Targeted RNA sequencing (CaptureSeq) uses oligonucleotide probes to capture RNAs for sequencing, providing enriched read coverage, accurate measurement of gene expression, and quantitative expression data.
Researchers from the European Bioinformatics Institute applied CaptureSeq to refine transcript annotations in the current murine GRCm38 assembly.

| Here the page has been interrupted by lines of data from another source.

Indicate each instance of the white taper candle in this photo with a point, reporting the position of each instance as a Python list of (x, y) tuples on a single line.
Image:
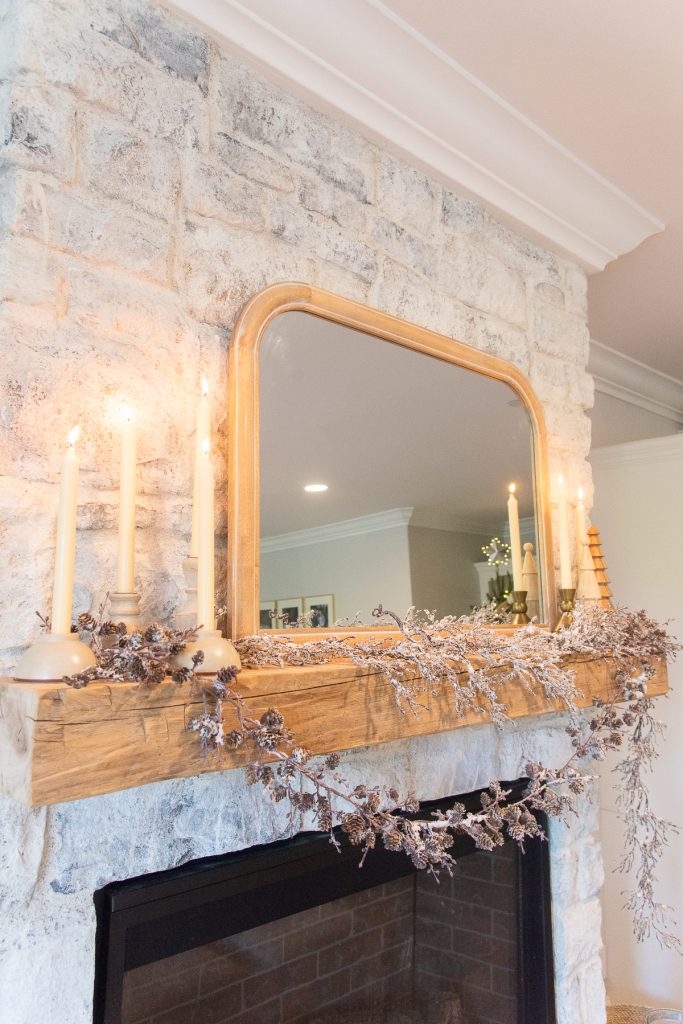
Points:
[(515, 539), (125, 581), (206, 612), (62, 588)]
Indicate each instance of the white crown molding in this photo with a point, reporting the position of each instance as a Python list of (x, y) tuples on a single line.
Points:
[(631, 381), (651, 450), (337, 530), (352, 57)]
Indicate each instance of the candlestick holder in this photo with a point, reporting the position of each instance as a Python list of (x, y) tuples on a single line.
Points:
[(125, 608), (52, 656), (218, 653), (567, 596), (519, 616)]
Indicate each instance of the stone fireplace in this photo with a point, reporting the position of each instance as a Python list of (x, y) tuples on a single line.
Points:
[(152, 181)]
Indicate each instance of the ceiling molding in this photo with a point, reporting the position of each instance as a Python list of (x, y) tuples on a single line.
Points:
[(337, 530), (352, 57), (651, 450), (633, 382)]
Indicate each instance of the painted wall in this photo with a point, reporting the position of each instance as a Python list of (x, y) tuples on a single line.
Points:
[(360, 571), (443, 574), (639, 510)]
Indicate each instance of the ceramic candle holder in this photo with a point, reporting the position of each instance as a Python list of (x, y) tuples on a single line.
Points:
[(52, 656), (218, 653), (566, 607), (519, 616)]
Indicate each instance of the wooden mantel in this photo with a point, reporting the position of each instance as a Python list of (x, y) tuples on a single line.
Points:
[(57, 743)]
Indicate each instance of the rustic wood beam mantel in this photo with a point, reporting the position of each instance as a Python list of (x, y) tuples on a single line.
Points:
[(58, 743)]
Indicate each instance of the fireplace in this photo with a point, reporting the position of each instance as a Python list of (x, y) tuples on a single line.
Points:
[(297, 932)]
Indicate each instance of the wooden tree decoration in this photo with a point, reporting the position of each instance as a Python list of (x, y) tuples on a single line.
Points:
[(530, 582), (588, 587), (595, 545)]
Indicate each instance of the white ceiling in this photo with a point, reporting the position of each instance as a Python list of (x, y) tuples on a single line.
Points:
[(605, 79), (562, 117)]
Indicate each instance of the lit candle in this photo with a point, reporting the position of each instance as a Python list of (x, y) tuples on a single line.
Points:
[(125, 583), (202, 432), (206, 614), (515, 540), (581, 529), (62, 590), (565, 558)]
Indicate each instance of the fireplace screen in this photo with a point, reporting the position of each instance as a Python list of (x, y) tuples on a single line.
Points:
[(326, 942)]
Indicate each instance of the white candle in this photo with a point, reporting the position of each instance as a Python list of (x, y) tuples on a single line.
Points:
[(581, 529), (206, 613), (125, 583), (565, 557), (62, 590), (515, 539), (202, 433)]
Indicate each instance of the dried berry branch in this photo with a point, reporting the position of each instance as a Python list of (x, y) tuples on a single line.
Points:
[(475, 660)]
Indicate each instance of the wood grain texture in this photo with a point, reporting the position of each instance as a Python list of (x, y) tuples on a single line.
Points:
[(243, 403), (57, 743)]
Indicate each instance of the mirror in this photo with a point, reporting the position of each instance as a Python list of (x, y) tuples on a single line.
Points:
[(381, 457)]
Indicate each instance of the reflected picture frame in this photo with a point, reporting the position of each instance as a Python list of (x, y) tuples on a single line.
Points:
[(244, 411)]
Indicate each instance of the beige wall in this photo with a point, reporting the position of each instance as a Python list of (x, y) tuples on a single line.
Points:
[(639, 510)]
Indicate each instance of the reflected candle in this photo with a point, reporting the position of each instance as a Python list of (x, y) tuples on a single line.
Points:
[(515, 539), (206, 612), (126, 557), (563, 520), (202, 433)]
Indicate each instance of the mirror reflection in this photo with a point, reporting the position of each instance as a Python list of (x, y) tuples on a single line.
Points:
[(384, 476)]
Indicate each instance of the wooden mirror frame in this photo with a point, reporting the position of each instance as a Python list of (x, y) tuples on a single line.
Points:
[(244, 455)]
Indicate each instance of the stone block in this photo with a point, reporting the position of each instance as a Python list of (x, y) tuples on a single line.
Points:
[(591, 875), (252, 108), (407, 196), (127, 165), (461, 215), (321, 238), (30, 274), (157, 35), (402, 246), (218, 267), (38, 127), (557, 333), (71, 219), (333, 204), (251, 163), (213, 190), (97, 69)]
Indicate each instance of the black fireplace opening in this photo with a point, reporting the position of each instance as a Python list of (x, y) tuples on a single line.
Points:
[(298, 933)]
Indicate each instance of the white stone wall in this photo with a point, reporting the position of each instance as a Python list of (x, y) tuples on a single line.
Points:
[(52, 859), (150, 183)]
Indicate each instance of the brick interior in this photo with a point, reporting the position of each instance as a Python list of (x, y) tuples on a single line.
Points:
[(411, 950)]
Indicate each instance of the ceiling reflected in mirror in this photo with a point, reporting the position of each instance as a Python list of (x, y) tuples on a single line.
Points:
[(384, 473)]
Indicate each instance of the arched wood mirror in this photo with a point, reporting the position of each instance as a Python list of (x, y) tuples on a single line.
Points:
[(369, 463)]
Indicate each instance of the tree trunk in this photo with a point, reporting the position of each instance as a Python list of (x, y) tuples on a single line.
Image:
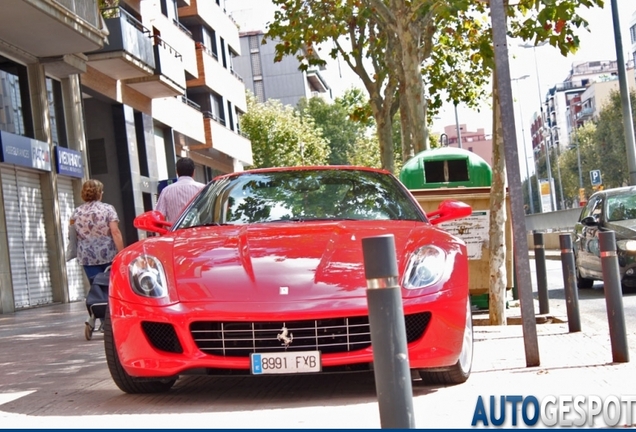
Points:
[(385, 137), (496, 231), (408, 150), (408, 55)]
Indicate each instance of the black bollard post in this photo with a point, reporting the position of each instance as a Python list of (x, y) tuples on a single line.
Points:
[(569, 283), (542, 274), (613, 296), (388, 333)]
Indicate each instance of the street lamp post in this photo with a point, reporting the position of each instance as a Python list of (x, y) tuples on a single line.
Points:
[(558, 147), (574, 127), (543, 119), (459, 131), (525, 154)]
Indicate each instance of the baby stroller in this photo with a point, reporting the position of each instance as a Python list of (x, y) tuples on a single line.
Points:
[(96, 302)]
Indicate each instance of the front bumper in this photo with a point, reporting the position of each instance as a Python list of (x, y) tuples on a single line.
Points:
[(159, 342)]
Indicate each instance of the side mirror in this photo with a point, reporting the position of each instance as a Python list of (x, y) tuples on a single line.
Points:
[(589, 221), (152, 221), (449, 210)]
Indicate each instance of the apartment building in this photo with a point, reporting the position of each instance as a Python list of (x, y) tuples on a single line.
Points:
[(477, 141), (118, 94), (554, 129), (281, 80)]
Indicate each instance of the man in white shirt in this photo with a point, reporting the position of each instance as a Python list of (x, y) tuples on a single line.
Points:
[(174, 198)]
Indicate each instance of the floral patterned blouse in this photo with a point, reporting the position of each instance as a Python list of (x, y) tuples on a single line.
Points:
[(95, 244)]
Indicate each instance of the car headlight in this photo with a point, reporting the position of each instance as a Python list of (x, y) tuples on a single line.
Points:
[(627, 245), (426, 267), (147, 277)]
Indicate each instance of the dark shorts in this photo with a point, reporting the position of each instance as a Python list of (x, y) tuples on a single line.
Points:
[(92, 271)]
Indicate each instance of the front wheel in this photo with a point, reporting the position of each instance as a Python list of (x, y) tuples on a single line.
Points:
[(125, 382), (460, 371), (583, 283)]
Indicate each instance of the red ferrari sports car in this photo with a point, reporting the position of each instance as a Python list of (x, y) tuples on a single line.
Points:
[(263, 273)]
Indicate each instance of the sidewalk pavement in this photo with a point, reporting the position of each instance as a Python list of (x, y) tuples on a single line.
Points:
[(40, 344)]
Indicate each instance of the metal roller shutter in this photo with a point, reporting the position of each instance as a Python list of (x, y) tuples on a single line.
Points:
[(74, 271), (26, 231)]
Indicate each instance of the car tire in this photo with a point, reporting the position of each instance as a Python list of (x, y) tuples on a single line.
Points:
[(125, 382), (583, 283), (460, 371)]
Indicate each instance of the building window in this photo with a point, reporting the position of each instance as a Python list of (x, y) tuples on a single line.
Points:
[(223, 56), (254, 42), (209, 40), (259, 91), (230, 117), (56, 113), (217, 108), (169, 9), (257, 69), (14, 101)]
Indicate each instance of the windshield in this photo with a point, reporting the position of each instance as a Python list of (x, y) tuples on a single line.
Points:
[(301, 195), (621, 207)]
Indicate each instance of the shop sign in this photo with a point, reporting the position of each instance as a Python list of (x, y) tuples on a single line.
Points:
[(25, 151), (69, 162)]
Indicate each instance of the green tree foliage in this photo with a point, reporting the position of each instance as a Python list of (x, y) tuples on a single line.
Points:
[(583, 145), (610, 154), (365, 152), (281, 136), (602, 147), (337, 128)]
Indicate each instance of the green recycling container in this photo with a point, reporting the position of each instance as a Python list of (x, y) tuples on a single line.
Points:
[(446, 167), (443, 173)]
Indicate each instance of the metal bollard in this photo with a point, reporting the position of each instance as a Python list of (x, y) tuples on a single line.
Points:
[(542, 274), (613, 296), (388, 333), (569, 283)]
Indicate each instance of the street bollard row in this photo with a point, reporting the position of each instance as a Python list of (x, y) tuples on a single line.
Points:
[(613, 296), (611, 288), (542, 274), (569, 283)]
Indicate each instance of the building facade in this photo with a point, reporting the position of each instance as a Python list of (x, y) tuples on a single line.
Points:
[(477, 141), (119, 94), (281, 80)]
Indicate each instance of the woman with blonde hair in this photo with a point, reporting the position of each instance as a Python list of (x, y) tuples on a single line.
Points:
[(97, 226)]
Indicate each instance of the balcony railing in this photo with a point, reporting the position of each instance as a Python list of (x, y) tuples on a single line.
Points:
[(83, 9), (190, 103), (212, 116), (129, 35), (169, 62)]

More than 23,000 regions corresponding to putative or annotated long noncoding RNAs (lncRNAs) and 154,281 known splicing junction sites were selected for targeted sequencing across five mouse tissues and three brain subregions. The results illustrate that the mouse transcriptome is considerably more complex than previously thought. The researchers assembled more complete transcript isoforms than GENCODE, expand transcript boundaries, and connect interspersed islands of mapped reads. They describe a novel filtering pipeline that identifies previously unannotated but high-quality transcript isoforms. In this set, 911 GENCODE neighboring genes are condensed into 400 expanded gene models. Additionally, 594 GENCODE lncRNAs acquire an open reading frame (ORF) when their structure is extended with CaptureSeq. Finally, they validate their observations using current FANTOM and Mouse ENCODE resources.
Filtering pipeline flowchart
The input is the comprehensive annotation returned by Cuffmerge. Then, we apply the series of 11 filters described in the text. The output is the high quality set (HQ).